[DebugInfo] RFC: Introduce LLVM DI Checker utility

Hi,

I am sharing the proposal [0] which gives a brief introduction for the implementation of the LLVM DI Checker utility. On a very high level, it is a pair of LLVM (IR) Passes that check the preservation of the original debug info in the optimizations. There are options controlling the passes, that could be invoked from ``clang`` as well as from ``opt`` level.

By testing the utility on the GDB 7.11 project (using it as a testbed), it has found a certain number of potential issues regarding the DILocations (using it on LLVM project build itself, it has found one bug regarding DISubprogram metadata). Please take a look into the final report (on the GDB 7.11 testbed) generated from the script that collects the data at [1]. By looking at these data, it looks that the utility like this could be useful when trying to detect the real issues related to debug info production by the compiler.

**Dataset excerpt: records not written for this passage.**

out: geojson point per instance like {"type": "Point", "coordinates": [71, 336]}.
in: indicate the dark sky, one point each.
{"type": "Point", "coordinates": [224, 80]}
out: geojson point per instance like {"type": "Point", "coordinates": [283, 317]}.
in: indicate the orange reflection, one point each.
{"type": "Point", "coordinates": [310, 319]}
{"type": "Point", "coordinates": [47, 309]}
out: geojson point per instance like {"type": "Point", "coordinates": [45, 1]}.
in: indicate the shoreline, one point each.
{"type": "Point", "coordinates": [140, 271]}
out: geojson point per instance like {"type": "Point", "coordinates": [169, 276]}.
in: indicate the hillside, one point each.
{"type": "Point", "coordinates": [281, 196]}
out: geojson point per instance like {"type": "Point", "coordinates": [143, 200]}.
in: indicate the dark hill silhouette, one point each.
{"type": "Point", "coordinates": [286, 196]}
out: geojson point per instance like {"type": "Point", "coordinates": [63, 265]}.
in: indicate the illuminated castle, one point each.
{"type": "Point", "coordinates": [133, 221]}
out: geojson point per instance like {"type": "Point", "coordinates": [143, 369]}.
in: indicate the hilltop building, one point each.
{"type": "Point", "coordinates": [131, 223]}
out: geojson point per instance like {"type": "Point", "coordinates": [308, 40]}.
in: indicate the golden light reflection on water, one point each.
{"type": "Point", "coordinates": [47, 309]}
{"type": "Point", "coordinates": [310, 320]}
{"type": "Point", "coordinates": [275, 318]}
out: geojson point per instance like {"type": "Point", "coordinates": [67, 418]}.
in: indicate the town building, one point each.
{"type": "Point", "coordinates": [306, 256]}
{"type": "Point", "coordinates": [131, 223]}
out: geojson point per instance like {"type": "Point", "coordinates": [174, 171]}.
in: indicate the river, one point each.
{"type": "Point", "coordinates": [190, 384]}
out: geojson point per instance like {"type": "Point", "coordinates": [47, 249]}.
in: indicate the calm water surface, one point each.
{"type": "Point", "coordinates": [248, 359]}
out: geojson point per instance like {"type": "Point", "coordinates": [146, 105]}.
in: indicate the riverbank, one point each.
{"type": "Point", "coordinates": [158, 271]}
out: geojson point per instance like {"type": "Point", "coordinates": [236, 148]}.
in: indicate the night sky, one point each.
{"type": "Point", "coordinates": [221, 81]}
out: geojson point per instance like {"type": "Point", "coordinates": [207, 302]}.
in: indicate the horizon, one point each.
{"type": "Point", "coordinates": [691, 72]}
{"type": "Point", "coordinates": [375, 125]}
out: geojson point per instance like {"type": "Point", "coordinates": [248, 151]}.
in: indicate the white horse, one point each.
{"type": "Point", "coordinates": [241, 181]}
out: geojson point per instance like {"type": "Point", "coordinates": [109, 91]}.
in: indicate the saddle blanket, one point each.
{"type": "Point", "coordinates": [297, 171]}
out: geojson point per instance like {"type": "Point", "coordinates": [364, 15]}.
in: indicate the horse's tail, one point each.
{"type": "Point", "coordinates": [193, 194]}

Any thoughts on this? Thanks in advance!

[0] https://github.com/djolertrk/llvm-di-checker
[1] https://djolertrk.github.io/di-checker-html-report-example/

Best regards,
Djordje

That's a neat idea!

How would a tool like this distinguish between situations where debug locations are expected to be dropped or merged, such as the ones outlined in https://reviews.llvm.org/D81198? Is it generating false positives?

You mention that "An alternative to this is the debugify utility, but the difference is that the LLVM DI Checker deals with real debug info, rather than with the synthetic ones". How is that an advantage? Are you seeing too many false positives with the debugify-generated debug locations?

-- adrian

Hey Djordje,

It looks like a lot of the new infrastructure introduced here consists of logic copied from the debugify implementation. Why is introducing a new pair of passes better than extending the ones we have? The core infrastructure needed to track location loss for real (non-synthetic) source variables is is in place already.

Stepping back a bit, I’m also surprised by the decision to move away from synthetic testing when there’s still so much low-hanging fruit to pick using that technique. The example from https://reviews.llvm.org/D81939 illustrates this perfectly: in this case it’s not necessary to invent a new testing technique to uncover the bug, because simply running ./bin/llvm-lit -Dopt="opt -debugify-each" test/Transforms/DeadArgElim finds the same issue.

In D81939, you discuss finding the new tool useful when responding to bug reports about optimized-out variables or missing locations. We sorely do need something better than -opt-bisect-limit, but why not start with something simple? -check-debugify already knows how to report when & where a location is dropped, it would be simple to teach it to emit a report when a variable is fully optimized-out.

Hi Adrian,

Thanks for the comments!

> How would a tool like this distinguish between situations where debug locations are expected to be dropped or merged, such as the ones outlined in https://reviews.llvm.org/D81198? Is it generating false positives?

Since it is still a proposal, it does not cover these cases, but it shouldn't generate false positives in that case. My impression is that we can check if dropping/merging a location meets requirements outlined within D81198 (e.g. to check whether the instruction is in the same basic block when dropping occurs etc.) & mark it as a "known dropping".

> You mention that "An alternative to this is the debugify utility, but the difference is that the LLVM DI Checker deals with real debug info, rather than with the synthetic ones". How is that an advantage? Are you seeing too many false positives with the debugify-generated debug locations?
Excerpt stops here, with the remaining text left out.